Table 1: Contributions and claims to the National Health Insurance Fund
In 2019, contributions to the insurance fund were Ksh 58 billion and the claim paid out was worth Ksh 53 billion. The contributions grew by 22% from Ksh 47.6 billion to Ksh 58 billion whereas the amount of payouts increased by 36.8% from Ksh 39 billion to Ksh 53.4 billion . The proportion of claim to contribution increased by 82.1% in 2017/18 to 92% in 2018/19. The increase in claims is higher than the increase in contributions and is attributed to hospitals colluding with officials at the insurance fund to generate false medical bills or inflate medical bills. Such loopholes should be sealed to ensure the health insurance fund is financially sustainable and can cover all its core functions.
The UHC in Kenya is built on a platform of ensuring that Kenyans have access to unified progressive health benefit package, expansion of population under universal health insurance coverage, ensuring financial risk protection for Kenyans, especially the poor and the vulnerable groups and increasing the availability of quality essential interventions . The objective is to provide essential healthcare and essential public health interventions and reduce financial barriers to access.
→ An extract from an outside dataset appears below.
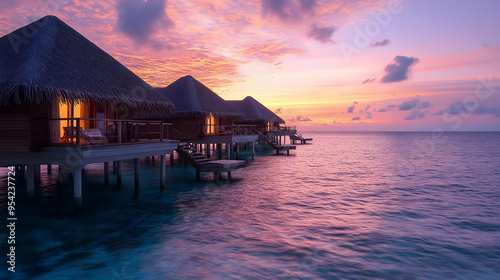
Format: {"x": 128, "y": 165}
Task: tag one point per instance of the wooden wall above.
{"x": 186, "y": 129}
{"x": 24, "y": 128}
In its aim to ensure universal coverage the government rolled out NHIF for secondary students, Linda Mama Initiative that enables expectant mothers access maternal care and four counties were selected to be the first beneficiaries of the UHC and the framework used in these counties will be a guide towards the attainment of UHC in all the 47 counties by the year 2022.
The four counties selected are Kisumu, Nyeri, Isiolo and Machakos . The decision was evidence based on the disease burden in the significant areas. Kisumu was chosen because it leads in the high number of infectious disease like HIV/AIDS and tuberculosis and Nyeri county is leading in cases of non-communicable diseases particularly diabetes. Ideally Isiolo County is meant to assess how the UHC will work among the nomadic population whereas Machakos County was selected because most visits to the hospitals are as a result of accidents and injuries. Since the launch of UHC in December 2018, not much by way of updates on the progress has been made and this therefore begs the question if the 2022 target is attainable. Makueni County has already been implementing its form of UHC where households pay Ksh 500 per year for health coverage and the programme has received a wide backing from the county residents.
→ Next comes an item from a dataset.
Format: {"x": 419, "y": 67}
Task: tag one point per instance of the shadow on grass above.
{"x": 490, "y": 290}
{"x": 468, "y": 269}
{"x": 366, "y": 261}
For UHC to be viable administration of NHIF must be efficient and capacity must be significantly strengthened by expanding the network of health care facilities contracted to provide services to its members. Since voluntary contributory mechanism does not mobilize sufficient resources, expanding national pools through public subsidy can ensure coverage in Kenya. Targeted expansion of the Coverage could be achieved through use of tax funds to provide full subsidies for the poor and providing partial subsidies for the rest of the informal sector with some ability to make contributions to the fund. All these might not be achieved this year as the COVID 19 pandemic is expected to significantly reduce growth in 2020 with the government diverting Ksh 1 billion from UHC budget through revision of 2019/20 budget to cope with the impact of COVID 19.